MNI: BOE MPC KEEPS POLICY RATE ON HOLD ON 5-4 VOTE
The Bank of England Monetary Policy Committee split five-to-four in deciding to leave Bank Rate on hold at 5.25%, with all the senior Bank insiders on the committee, with the exception of departing Deputy Governor Jon Cunliffe, backing no change.
External MPC members Megan Greene, at her second meeting, Jonathan Haskel and Catherine Mann, along with Cunliffee, voted for a 25 basis point rate hike.
While keeping Bank Rate steady, the MPC stuck to its previous guidance, stating that further tightening would be required if there was evidence of more persistent inflationary pressures and that policy would stay restrictive for long enough to get inflation back to target.
The vote and the minutes highlighted just how close the vote was.
In the no change camp for most members the decision was "finely balanced" the minutes stated although for one member, presumably Swati Dhingra based on her recent public comments "the risks of overtightening policy had continued to build."
Those backing unchanged policy the fall in headline and services inflation in the most recent release and the downbeat reports on activity from firms contacted by the Bank's agents and the purchasing managers surveys. which pointed to economic contraction.

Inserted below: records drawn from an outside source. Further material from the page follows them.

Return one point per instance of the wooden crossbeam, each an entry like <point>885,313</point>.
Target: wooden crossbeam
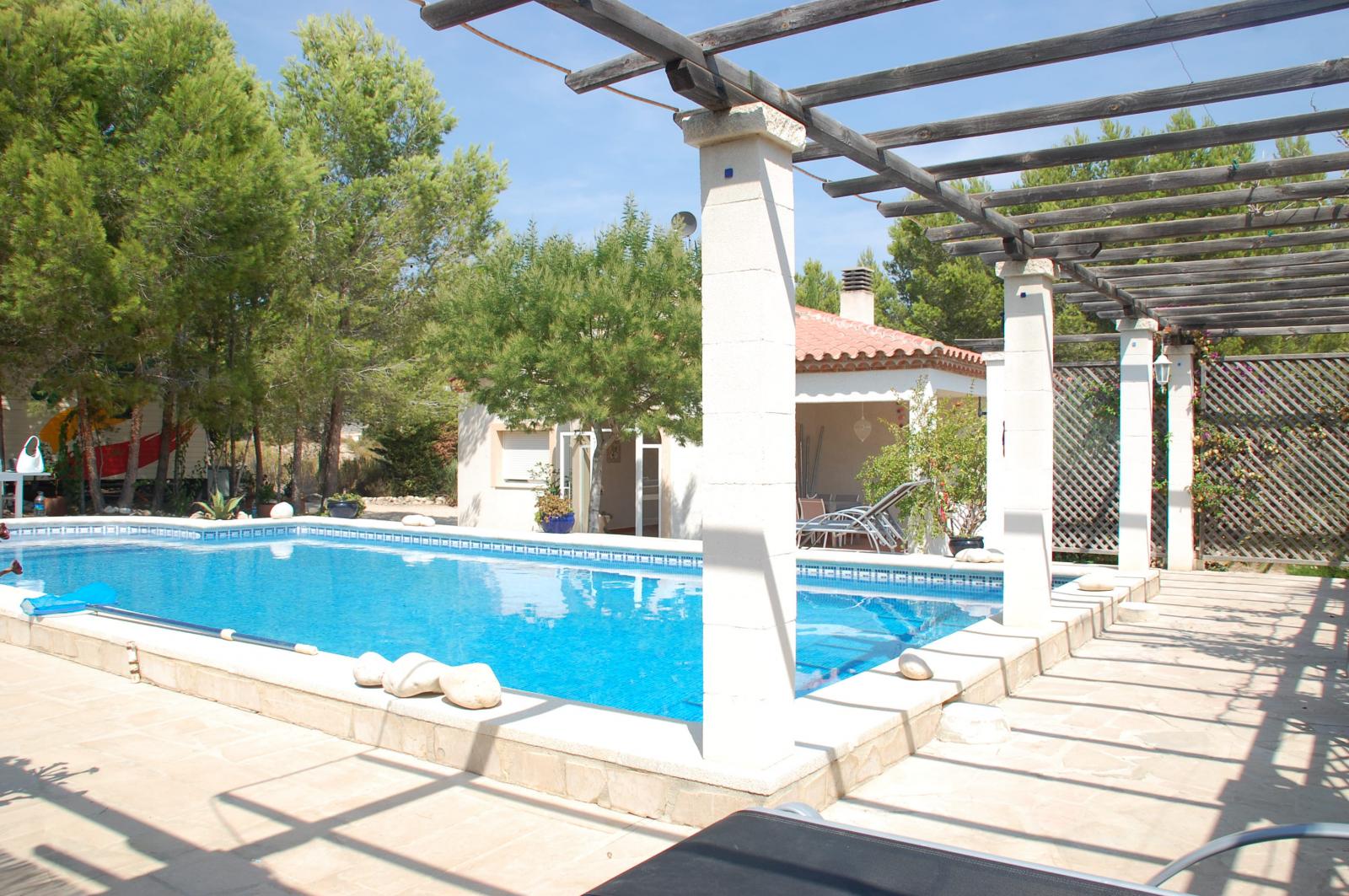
<point>1283,260</point>
<point>449,13</point>
<point>1159,182</point>
<point>1315,330</point>
<point>1162,304</point>
<point>665,45</point>
<point>1147,33</point>
<point>1164,206</point>
<point>1104,107</point>
<point>780,24</point>
<point>1232,276</point>
<point>1126,148</point>
<point>1164,229</point>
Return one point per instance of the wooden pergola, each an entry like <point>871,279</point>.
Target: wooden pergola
<point>1177,269</point>
<point>1294,292</point>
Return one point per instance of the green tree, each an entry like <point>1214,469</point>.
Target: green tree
<point>816,287</point>
<point>384,219</point>
<point>146,188</point>
<point>546,331</point>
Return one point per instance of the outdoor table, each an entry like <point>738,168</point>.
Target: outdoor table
<point>17,478</point>
<point>784,853</point>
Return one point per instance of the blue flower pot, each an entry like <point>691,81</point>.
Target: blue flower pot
<point>560,525</point>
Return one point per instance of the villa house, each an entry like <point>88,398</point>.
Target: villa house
<point>850,377</point>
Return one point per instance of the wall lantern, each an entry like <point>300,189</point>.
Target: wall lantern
<point>1162,368</point>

Bank staff expected only a slight rise in Q3 GDP and they noted signs of loosening in the labour market, with the vacancies-to-unemployment ratio continuing to decline and a sharper than expected rise in unemployment.
The alternative view, among those favouring a hike, was that the labour market was still tight, the natural, or equilibrium, jobless rate may have risen and service sector inflation was above levels compatible with the 2% inflation target. They argued a hike was needed to address the risks of inflation becoming more deeply embedded and noted that the most recent fall in service sector inflation, a key measure of underlying inflationary pressure, was driven by the more volatile components.
The MPC also signed off on plans to accelerate balance sheet reduction, agreeing to a GBP100 billion diminution of the gilt stock over the next 12 months compared to a GBP80 billion reduction over the previous 12 months.